JPNC aims to improve ‘racial equity’

An ad hoc committee of the Jamaica Plain Neighborhood Council (JPNC) is seeking to address racial equity in the JPNC’s decisions.

Tom Kieffer, executive director of the Southern Jamaica Plain Health Center, and fellow Ad Hoc Racial Justice Committee members Elmer Freeman and Susan Naimark presented the committee’s first report at the Feb. 26 JPNC meeting at First Baptist Church. The report said that the committee will aim to focus the JPNC’s decisions and actions through the lens of racial equity.

Freeman is co-chair of the Disparities Action Network (DAN) and of Critical MASS, a statewide coalition of over 75 organizations working on eliminating health disparities and creating health equity. JP resident Naimark is a consultant on racial and social equity and has recently published a book, “The Education of a White Parent: Wrestling with Race and Opportunity in the Boston Public Schools,” which looks at the racial dynamic in the system and how that plays with equity and privilege.

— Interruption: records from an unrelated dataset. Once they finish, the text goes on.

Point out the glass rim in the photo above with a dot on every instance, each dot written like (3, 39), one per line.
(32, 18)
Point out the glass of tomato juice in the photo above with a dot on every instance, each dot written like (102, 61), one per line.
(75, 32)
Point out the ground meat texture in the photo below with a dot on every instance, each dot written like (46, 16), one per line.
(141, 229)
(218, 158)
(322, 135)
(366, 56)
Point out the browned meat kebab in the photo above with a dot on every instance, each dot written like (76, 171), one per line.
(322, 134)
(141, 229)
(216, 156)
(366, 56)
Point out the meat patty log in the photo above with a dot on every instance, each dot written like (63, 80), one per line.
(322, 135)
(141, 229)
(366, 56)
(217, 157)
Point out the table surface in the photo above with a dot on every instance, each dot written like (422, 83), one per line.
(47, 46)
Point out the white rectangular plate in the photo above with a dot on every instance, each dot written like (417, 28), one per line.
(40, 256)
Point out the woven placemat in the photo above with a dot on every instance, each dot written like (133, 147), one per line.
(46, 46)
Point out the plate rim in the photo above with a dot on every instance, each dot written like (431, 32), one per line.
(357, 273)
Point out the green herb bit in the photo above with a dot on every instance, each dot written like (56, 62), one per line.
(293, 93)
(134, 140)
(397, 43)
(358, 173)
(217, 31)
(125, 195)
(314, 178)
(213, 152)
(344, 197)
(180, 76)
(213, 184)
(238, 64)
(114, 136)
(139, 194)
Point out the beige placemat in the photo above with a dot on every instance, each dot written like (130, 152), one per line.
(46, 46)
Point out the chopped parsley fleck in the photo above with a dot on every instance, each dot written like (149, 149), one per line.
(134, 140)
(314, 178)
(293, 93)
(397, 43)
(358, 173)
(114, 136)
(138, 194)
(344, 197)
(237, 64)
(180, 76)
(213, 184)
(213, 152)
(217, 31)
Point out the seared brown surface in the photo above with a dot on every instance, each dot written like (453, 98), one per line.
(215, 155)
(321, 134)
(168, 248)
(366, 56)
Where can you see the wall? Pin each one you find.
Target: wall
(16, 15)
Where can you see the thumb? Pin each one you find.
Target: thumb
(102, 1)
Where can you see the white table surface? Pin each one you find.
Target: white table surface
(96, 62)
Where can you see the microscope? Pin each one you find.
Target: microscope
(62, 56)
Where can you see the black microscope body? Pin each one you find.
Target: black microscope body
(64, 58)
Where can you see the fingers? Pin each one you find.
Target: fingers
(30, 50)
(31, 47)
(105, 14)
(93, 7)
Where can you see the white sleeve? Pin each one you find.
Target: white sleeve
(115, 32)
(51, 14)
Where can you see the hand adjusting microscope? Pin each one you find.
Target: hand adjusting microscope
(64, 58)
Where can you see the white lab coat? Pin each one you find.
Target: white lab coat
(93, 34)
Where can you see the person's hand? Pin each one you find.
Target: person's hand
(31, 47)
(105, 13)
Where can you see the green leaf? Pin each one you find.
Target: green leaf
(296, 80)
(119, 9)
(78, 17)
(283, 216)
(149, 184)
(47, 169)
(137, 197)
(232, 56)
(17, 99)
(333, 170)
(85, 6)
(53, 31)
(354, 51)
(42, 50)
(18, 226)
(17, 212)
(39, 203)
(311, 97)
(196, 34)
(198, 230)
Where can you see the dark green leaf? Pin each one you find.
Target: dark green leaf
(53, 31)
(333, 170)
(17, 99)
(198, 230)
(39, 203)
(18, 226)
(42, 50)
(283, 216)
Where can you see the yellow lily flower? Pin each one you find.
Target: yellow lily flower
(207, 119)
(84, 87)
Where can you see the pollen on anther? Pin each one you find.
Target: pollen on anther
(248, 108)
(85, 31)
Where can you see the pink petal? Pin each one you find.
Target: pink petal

“We know that there are different realities in JP, between the higher-income, largely white areas, and the lower-income areas, largely [comprised of] people of color,” the presentation said.

The committee proposed a two-hour seminar for JPNC members to train them to recognize opportunities to create or enforce greater racial equity in the council’s actions. There are no further planned actions yet.

“The neighborhood council would be much more successful if all of JP’s populations were engaged,” Kieffer said. “We can only succeed as a city if we address equity.”

The committee did not mention any specific racial issues relating to the JPNC. The current JPNC membership appears to be majority white. Jamaica Plain as a whole is 53 percent white, 13 percent black and 25 percent Latino, according to the latest census.

The JPNC ran into racial representation controversy in 2011 with its ad hoc committee on Whole Foods Market moving into Hyde Square. The committee focused on impacts on JP’s Latino community but had almost no Latino participants.

The committee’s presentation to the JPNC included explanations of how racism and social inequity can exist at the personal level through institutions and society as a whole. It included examples of inequity in the neighborhood like English-only public signs, affordability and gentrification of available housing and maintenance of public play spaces.

The committee mentioned school systems that concentrate people of color in the most overcrowded, under-funded schools with the least qualified teachers, or the “racial wealth divide” that results from generations of discrimination and racial inequality.

A training session for JPNC members is tentatively scheduled for March 28. Committee members also asked for time to work with other committees’ members who might be JPNC members.